Almost all of the southeastern part of the state is suffering through extreme drought conditions, according to the April 30 release of the U.S. Drought Monitor. The southern half of Houston County along the Alabama-Florida state line is observing exceptional drought.
“We need significant rainfall. We are just bad dry right now,” Kelly said. “If you look at Montgomery (County), they’ve gotten a few rains that we have not; Montgomery north. You probably get up to the edge of Troy and parts of Pike County, they probably had one or two showers that we missed.
“The southern half of the southernmost counties in Alabama has just been terribly dry.”
Challenging Conditions
Fruit and vegetable farmers will be the first to say they prefer to have minimal rainfall, and they be the ones to supply the crop’s water needs. But that mindset gets challenged in conditions like what’s being observed across the Southeast.

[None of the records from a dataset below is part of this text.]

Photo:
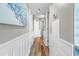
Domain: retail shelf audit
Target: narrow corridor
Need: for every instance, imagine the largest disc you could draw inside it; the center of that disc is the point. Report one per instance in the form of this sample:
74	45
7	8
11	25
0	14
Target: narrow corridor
39	48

“With our fruits and vegetables, fortunately, we’re almost 100% irrigated. The dry weather is not necessarily a bad thing. We have less plant disease in dry years than we do in wet years,” Kelly said. “But the same time, it can get difficult with it for an irrigation system to keep up with a fruit crop demand with no supplemental rain.
“If we’re under plastic, it’s a little easier because we don’t lose as much to evaporation. Guys who are just pulling drip tape over bare ground, it’s still difficult for the drip tape to keep up in total absence of rain.”